Last week, the Senate of my home state, Virginia, voted unanimously to prohibit public colleges and universities in the Commonwealth from giving preferential treatment to applicants related to alumni or donors. A similar bill is working its way through Virginia’s House of Delegates. 


The legislation would make Virginia the second state, after Colorado, to ban legacy preferences. Senators Tim Kaine (D-Va.) and Todd Young (R-Ind.) have introduced similar legislation in Congress.


Unanimous agreement on any bill is rare in today’s polarized political climate, perhaps even suspicious. With some legislation there is more than meets the eye. In this case there might be less.


Legacy preferences have come into scrutiny in the wake of the Supreme Court decision outlawing racial preferences in the case involving Harvard and UNC-Chapel Hill. That is a good thing. I have previously described legacy preferences as a kind of transfer of property, similar to country club membership being passed on to the next generation, a characterization subsequently quoted in a New York Times editorial. 

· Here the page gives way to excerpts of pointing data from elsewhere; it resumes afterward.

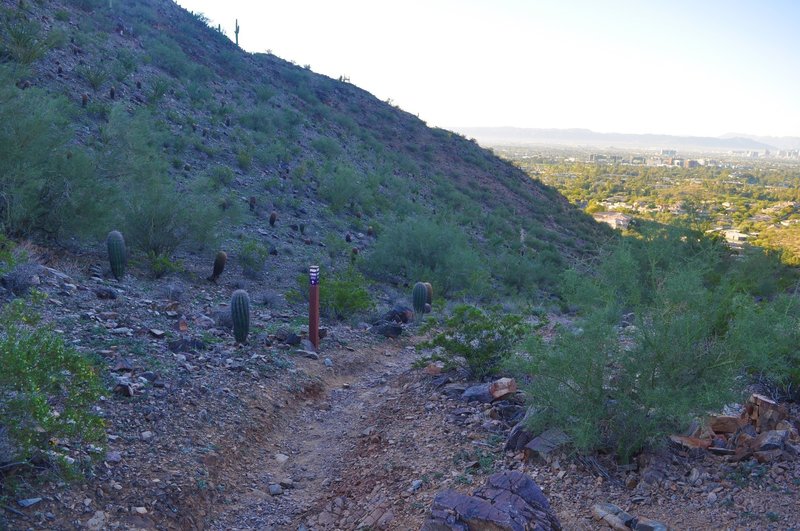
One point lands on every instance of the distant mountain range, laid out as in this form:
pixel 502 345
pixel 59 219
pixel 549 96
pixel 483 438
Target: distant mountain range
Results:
pixel 588 138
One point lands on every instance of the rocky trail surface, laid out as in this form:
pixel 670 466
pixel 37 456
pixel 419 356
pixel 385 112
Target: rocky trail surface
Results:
pixel 204 434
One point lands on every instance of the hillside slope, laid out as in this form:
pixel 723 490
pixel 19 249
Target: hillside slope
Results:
pixel 145 88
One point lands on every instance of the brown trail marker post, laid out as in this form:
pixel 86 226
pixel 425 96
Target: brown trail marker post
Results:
pixel 313 305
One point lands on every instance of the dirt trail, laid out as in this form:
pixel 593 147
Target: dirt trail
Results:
pixel 314 451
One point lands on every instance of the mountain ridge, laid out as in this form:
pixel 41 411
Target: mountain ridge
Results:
pixel 321 153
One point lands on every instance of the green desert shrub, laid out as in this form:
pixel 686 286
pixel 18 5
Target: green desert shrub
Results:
pixel 22 40
pixel 47 388
pixel 48 184
pixel 422 248
pixel 688 341
pixel 342 295
pixel 483 337
pixel 156 215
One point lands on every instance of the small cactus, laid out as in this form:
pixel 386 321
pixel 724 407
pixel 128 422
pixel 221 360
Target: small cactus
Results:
pixel 117 254
pixel 419 296
pixel 219 265
pixel 240 315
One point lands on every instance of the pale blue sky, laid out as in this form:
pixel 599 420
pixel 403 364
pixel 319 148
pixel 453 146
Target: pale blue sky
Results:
pixel 677 67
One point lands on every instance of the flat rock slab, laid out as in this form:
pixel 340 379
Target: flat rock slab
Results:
pixel 510 501
pixel 545 443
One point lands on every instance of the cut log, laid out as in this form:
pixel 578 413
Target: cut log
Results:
pixel 725 423
pixel 690 442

Legacy preferences are far less defensible than racial preferences. That explains the unanimous vote. One can certainly question racial preferences, but they were devised for a laudable goal, intended to redress past discrimination by increasing access to previously underrepresented groups. In contrast, legacy preferences serve to protect privilege. What public official, even those who have benefitted from legacy preference themselves, is going to defend the practice?


Giving preference to legacy applicants is questionable for any college or university, but the practice is particularly pernicious at public universities, which are supposed to serve all the residents of their state. I say this recognizing that cuts in state funding for higher education have led many flagship public universities to seek out-of-state students as a means of bringing in revenue.


So the bill has a worthy purpose. I find myself wondering, however, especially in light of the unanimous vote, whether it is nothing more than feel-good political theater.


Both legacy preferences and racial preferences impact a small number of institutions. At the vast majority of colleges and universities, any applicant judged qualified for admission is admitted. It is only at a certain level of selectivity where admission becomes zero-sum, where admitting one applicant means that another qualified applicant loses a slot.  


A report in December from the National Center for Education Sciences reported that 578 institutions consider legacy status in the admissions process, but only about ten percent of those admit fewer than 25 percent of their applicants. At most colleges giving preference to legacy applicants does not disadvantage other applicants.


In Virginia there are only three public universities potentially selective enough for legacy preferences to have significant impact in admission. One of those, Virginia Tech, announced last fall that it would no longer consider legacy status in its admission process.


That leaves William & Mary and the University of Virginia, the two most selective publics in the Commonwealth, both considered to be “public Ivies.” In the wake of the Supreme Court decision on race-based admission and the subsequent scrutiny on legacy admission, U.Va. removed legacy status as a box to be checked on its application, but did add an essay allowing applicants to write about a “personal or historic” connection with the university and how that may have influenced them. 


William & Mary released a statement that its competitive admissions process includes consideration of “indicators of an individual’s propensity to enroll.” Legacy status is one of those factors, as is seeking an interview or visiting campus. That suggests that W&M sees legacy status as a potential measure of demonstrated interest.


During my nearly 40 years as a college counselor, those two schools have been among the most popular choices for my students, and I have never seen legacy status provide a huge boost at either of them. U.Va. has always considered out-of-state legacy applicants as if they were in-state students, but I have never seen a “bump” for in-state legacies. At one point there was a process at U.Va. for political cases and students with connections that operated outside the admissions office, but I don’t see any evidence that it continues today. If legacy applicants receive any consideration at either place, it is at the margins.


The hidden issue, of course, is the “preferences for me, but not for thee” mindset. At one private college I’m aware of, alumni would complain about the college admitting risky applicants (which it did a great job successfully educating), only to want to make an exception for weak applicants from their own families or friends’ children. I also remember hearing about a powerful state legislator who threatened to cut one university’s state funding if it didn’t admit a weak but connected applicant who happened to be a constituent. 


Will the same legislators who unanimously voted to outlaw legacy preferences practice what they preach and no longer exercise political clout by advocating for politically-connected applicants? That may be the real legacy that needs to be abolished.